Platão previu esta objeção no Parmênides: «Quando um pluralidade de objetos te surgem como grandes, o teu olhar, dominando o conjunto , pensa descobrir, suponho eu, um certo carácter uno e idêntico; e é isso que te faz posicionar o grande como unidade .
«—Aquilo que supões é verdadeiro, teria dito Sócrates.
«—Então, o Grande em si e os múltiplos grandes não revelarão, para um semelhante olhar da alma dominando o seu conjunto, a unidade de um novo grande, que lhes impõe a todos esse aspecto de grandeza ?
«—É provável.
«— É portanto uma nova ideia [4] de grandeza que vai surgir , aberta para lá da Grandeza em si e dos seus participantes: novo conjunto, que irá ser dominado por uma nova ideia, à qual todos os componentes desse conjunto deverão o fato de ser grandes; e já não ser á portanto unidade aquilo que será cada ideia, mas sim infinita multiplicidade» (Parmênides, 132 a).
b) A segunda objeção não é uma acusação de realismo, mas sim uma acusação de idealismo.
«—A menos, Parmênides, teria oposto Sócrates, que cada uma dessas ideias seja um pensamento (noema), e que deva produzir-se unicamente nas almas» (Parmênides, 132 b).
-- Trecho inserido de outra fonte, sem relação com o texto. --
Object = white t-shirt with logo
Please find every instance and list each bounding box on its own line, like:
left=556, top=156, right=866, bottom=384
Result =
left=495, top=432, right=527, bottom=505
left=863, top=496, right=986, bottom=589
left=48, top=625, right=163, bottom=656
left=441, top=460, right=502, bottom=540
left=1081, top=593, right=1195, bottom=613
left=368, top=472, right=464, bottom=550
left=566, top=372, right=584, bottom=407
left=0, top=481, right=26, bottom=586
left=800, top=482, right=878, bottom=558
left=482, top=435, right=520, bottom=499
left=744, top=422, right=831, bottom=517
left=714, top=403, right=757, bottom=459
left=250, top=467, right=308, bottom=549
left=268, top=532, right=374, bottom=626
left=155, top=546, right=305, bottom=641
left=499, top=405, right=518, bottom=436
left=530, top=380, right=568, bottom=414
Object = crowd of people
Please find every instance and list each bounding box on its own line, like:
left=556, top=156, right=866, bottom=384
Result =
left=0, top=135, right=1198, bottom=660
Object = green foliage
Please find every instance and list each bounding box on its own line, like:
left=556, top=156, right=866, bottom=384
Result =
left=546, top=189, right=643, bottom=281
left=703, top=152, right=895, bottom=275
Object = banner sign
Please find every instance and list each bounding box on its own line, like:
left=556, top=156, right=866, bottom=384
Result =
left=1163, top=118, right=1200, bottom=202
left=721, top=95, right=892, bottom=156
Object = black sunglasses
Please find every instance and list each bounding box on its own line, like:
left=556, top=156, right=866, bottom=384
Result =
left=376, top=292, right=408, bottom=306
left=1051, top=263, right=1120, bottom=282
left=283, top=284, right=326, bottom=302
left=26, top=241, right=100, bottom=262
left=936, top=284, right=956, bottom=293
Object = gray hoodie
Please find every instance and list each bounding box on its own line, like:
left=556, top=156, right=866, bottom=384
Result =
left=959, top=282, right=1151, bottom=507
Isto equivaleria a dizer que a ideia não é, no fundo, um Ser real , mas sim um ser de razão, uma visão do espírito.
Que concluir destas duas dificuldades? O realismo do sensível leva-nos, já o sabemos, ao ceticismo; o realismo do inteligível colocaria o problema de saber como comunicar com esse inteligível; o realismo colocaria o problema de saber como um simples pensamento pode ser o objeto conhecido. A grandeza de Platão, estaríamos tentados em dizer, é a de dar uma solução pelo mito : a ideia é ao mesmo tempo transcendente às coisas (e é disto que querem que tomemos consciência os mitos do Timeu ) e imanente à alma (e é disso que querem que tomemos consciência os mitos acerca do destino da alma). A condição do homem é tal que este se encontra no cruzamento do visível que o cega (o mundo sensível) e de uma luz que também o cega (o Bem que ilumina o mundo inteligível). O homem vê de mais para se contentar com as coisas, mas não vê o suficiente para se considerar Deus.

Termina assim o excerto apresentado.